ReFS issues with latest Windows Server Updates (KB5009624, KB5009557, KB5009555)



Show first post

106 comments

Userlevel 7
Badge +13

I read that ReFS when they get up in space used it can fall over. Is that true, or still true?

Never heard of this, let’s see what community have to say about it.

Userlevel 7
Badge +13

Okay, so the only way to get to the new ReFS version is to create a new disk and copy the data from the 1.2 to the 3.x volume? There’s no way to manually upgrade to the new ReFS version?

When you copy the data from volume to volume you will loose all block cloning savings….

True, but I can’t see other solutions...

Userlevel 1

Hello all, just wanted to throw my 2 cents in. Please delete or otherwise if not ok.

This is a thread i’ve seen as having an active conversation about these issues.

I don’t use Veeam, but MABS v3.

 

My server is a Dell R720 with one RAID array, containing 3 volumes; OS (NTFS), Recovery (NTFS), Data (ReFS). Windows Server 2019 Standard.

 

Up until the 20th Jan this server was operating fine (at least as far as I could tell, I was using it).

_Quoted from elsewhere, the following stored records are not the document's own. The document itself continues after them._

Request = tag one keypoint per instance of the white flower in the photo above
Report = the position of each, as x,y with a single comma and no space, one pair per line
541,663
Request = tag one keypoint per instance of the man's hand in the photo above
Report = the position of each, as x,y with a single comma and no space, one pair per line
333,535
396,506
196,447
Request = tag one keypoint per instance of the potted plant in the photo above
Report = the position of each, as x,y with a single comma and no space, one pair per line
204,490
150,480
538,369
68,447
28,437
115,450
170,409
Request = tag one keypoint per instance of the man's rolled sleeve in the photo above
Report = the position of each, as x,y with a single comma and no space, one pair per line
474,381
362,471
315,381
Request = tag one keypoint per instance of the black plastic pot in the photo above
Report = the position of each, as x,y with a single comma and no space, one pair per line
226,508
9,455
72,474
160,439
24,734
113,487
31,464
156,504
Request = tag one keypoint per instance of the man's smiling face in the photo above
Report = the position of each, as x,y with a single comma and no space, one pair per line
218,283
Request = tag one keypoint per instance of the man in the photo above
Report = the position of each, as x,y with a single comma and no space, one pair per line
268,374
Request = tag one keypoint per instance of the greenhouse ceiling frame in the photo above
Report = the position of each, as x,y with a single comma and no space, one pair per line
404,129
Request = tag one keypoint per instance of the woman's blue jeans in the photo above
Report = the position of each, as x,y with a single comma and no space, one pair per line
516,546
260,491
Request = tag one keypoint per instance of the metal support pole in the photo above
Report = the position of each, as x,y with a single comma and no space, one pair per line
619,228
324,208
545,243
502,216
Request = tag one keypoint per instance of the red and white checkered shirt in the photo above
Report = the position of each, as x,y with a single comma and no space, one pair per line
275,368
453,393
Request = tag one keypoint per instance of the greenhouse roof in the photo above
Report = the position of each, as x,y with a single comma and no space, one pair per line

It installed KB5009557 automatically on 21st @ 4am, and since then, it started BSOD during boot, with:

SYSTEM THREAD EXCEPTION NOT HANDLED

ReFS.SYS

Checking the MEMORY.DMP file, tells this error to have code 0x0000007e.

 

What was stranger was I couldn’t boot from a Server 2019 ISO, as this also BSOD.

Used a Server 2016 ISO to boot, and rename refs.sys to refs.sys.bak, which allowed me to boot windows, without ReFS support, so the volume showed as RAW.

 

Created a support case with Microsoft, more on that later.

 

Found this article, and discovered the OOB update KB5010791.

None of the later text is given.